I just deployed a new web app, API, and DB to Azure. As a test, I had about six people use the app. It worked for five people, but one person got this CORS error:
SEC7120: [CORS] The origin 'https://mysite.azurewebsites.net' did not find 'https://mysite.azurewebsites.net' in the Access-Control-Allow-Origin response header for cross-origin resource at 'https://mysiteapi.azurewebsites.net/user'.
How is that possible? The architecture is like this:
Browser > Azure Web App > Azure API > Azure DB
The CORS issue is between the Azure Web App and the Azure API, right? So how could one person have this issue when nothing changes between the web app and the API for each user?

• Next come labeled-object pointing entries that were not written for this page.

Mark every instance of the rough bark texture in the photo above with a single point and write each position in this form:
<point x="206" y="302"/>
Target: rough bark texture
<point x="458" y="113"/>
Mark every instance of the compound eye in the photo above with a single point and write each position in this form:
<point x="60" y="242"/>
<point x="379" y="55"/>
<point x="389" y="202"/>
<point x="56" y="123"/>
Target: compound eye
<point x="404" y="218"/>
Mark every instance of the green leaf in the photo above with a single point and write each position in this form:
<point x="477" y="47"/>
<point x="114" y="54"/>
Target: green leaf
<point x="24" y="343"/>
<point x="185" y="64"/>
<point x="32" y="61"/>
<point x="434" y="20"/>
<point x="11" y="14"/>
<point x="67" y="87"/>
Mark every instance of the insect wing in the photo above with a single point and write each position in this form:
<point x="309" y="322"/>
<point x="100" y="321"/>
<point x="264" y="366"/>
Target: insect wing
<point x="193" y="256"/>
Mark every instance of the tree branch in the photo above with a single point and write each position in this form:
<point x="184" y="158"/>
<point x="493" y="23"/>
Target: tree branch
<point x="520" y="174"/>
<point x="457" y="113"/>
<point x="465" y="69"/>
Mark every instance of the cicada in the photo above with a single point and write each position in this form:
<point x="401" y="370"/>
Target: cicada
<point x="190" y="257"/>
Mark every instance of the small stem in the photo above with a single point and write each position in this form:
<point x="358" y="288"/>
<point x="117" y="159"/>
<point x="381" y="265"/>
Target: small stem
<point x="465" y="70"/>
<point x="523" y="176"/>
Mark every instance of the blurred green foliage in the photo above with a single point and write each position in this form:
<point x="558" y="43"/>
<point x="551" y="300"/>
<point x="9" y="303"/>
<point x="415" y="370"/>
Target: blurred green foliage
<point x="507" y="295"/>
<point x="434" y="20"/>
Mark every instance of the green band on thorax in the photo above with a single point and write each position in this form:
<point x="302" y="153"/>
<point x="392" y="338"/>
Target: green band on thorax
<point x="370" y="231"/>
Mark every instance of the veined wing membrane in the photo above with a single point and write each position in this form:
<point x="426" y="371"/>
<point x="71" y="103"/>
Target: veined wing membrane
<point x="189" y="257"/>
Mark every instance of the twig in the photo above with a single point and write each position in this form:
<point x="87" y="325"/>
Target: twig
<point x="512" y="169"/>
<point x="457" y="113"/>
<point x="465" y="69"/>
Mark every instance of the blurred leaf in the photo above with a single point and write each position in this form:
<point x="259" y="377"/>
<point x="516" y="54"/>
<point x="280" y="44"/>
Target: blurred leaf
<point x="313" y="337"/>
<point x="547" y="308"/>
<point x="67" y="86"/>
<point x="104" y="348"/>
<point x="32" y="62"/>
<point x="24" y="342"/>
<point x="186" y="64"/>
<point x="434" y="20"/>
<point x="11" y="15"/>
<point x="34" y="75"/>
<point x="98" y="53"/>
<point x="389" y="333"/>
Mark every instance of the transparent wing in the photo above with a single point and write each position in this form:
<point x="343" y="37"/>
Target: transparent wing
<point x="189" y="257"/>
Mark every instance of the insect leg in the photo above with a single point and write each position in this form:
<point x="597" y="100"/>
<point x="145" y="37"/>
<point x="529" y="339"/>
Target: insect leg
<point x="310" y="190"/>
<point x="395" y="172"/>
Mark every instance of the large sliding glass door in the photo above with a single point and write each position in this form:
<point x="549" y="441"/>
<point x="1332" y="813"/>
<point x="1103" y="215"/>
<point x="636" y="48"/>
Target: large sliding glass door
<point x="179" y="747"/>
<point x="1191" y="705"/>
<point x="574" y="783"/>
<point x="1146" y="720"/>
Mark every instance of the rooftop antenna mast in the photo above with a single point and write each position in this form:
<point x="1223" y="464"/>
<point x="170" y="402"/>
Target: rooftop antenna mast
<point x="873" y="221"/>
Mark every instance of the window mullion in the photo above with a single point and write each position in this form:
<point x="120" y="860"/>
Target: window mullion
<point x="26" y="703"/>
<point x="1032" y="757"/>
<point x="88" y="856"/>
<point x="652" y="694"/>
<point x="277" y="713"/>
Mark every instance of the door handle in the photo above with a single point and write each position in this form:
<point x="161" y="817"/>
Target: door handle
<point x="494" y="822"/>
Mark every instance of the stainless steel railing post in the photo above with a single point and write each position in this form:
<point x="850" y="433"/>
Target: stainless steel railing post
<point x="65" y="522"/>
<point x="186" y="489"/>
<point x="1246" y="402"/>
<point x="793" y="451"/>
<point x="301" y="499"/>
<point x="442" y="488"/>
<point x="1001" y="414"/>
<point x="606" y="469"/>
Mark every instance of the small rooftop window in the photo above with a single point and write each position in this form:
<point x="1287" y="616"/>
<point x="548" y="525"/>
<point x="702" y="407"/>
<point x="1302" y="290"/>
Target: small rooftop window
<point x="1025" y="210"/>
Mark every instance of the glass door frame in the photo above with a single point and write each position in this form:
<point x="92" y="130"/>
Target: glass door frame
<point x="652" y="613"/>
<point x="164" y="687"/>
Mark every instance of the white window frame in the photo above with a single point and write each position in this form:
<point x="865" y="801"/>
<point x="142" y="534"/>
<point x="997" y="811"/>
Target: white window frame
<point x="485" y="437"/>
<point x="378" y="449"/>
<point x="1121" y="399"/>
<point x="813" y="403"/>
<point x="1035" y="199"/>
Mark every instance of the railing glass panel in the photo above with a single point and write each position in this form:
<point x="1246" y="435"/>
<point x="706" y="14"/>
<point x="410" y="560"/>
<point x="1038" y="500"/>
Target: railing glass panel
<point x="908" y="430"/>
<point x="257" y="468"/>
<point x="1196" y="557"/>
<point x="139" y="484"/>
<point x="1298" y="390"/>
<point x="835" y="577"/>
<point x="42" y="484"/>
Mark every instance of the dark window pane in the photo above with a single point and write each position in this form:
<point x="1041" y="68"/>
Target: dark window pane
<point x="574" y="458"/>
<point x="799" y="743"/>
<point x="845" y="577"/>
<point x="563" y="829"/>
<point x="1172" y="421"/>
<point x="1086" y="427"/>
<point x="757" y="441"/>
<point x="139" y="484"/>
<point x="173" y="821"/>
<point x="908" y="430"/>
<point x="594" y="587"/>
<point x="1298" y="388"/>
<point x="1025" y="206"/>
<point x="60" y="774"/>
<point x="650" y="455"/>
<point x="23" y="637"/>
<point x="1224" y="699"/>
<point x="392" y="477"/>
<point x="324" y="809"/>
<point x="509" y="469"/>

In my .NET Core 3.0 API, I have this
app.UseCors(options => options
.WithOrigins("http://localhost:4200", "https://localhost:4200", "https://mysite.azurewebsites.net")
.AllowAnyMethod()
.WithHeaders("Authorization", "Content-Type"));
And my web app calls the API like this:
const headers_object = new HttpHeaders().set("Authorization", "Bearer " + jwt);
this.http.get('user', { headers: headers_object, responseType: 'json' })
.subscribe((data: any) => {
this.userDto = data;
},
error => {
console.log('error: ', error);
});
So how is that even possible for it to behave differently? And why would that happen?